The result should be a log stream that is attempting to find trusted Solana nodes to download your very first snapshot. A snapshot is a fragment of the total ledger and will allow your machines to identity ledger state and race to the tip if the chain. It can take up to 20 minutes to download a snapshot and begin catching up. The catchup can take up to 45 minutes as well. You can run healthchecks to know when the machine is on the top of the chain (healthy and ready to serve data) by using some of the below commands:

Healthcheck - you want this to return the work "Ok"

If can also return a 'behind by x number of slots" which means it behind the "tip" of the chain by that many slots. Nodes can sometimes fall a little behind and that's normal. Anything above about 100 behind mean you will risk serving stale data.

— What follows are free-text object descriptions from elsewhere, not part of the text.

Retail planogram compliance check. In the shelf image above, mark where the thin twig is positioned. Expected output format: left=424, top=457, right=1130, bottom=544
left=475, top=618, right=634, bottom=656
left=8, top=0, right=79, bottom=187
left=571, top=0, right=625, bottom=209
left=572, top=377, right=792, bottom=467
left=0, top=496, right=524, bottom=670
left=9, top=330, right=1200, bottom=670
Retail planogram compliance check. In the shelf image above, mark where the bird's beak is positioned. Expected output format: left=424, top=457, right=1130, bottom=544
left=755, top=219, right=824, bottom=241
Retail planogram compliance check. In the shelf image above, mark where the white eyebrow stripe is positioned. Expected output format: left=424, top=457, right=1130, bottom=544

It can take half an hour before this healthcheck reports slots. Prior it may just say "connection refused." That's normal, give the RPC time to download the data, index the data, and catch up to the tip of the chain.

curl http://localhost:8899 -k -X POST -H "Content-Type: application/json" -d '
  {"jsonrpc":"2.0","id":1, "method":"getHealth"}
'

Please see shadow_monitoring for a guide on setting up your own observability stack. This allows you to view your Shadow RPC Node's metrics (hardware health, network health, etc.).

Tracking root slot

timeout 120 solana catchup --our-localhost=8899 --log --follow --commitment root

curl for getBlockProduction - this is a simple curl and calls for a little bit larger JSON data response. It should be nearly instant. If it isn't there is a problem.

curl http://localhost:8899 -k -X POST -H "Content-Type: application/json" -H "Referer: SSCLabs" -d '{"jsonrpc":"2.0","id":1, "method":"getBlockProduction"}
'

Further health checks coming soon including health checks for archival data. Shadow Nodes will store all transactions back to the genesis block 0. More curls will be placed here to make sure your node properly accesses archival.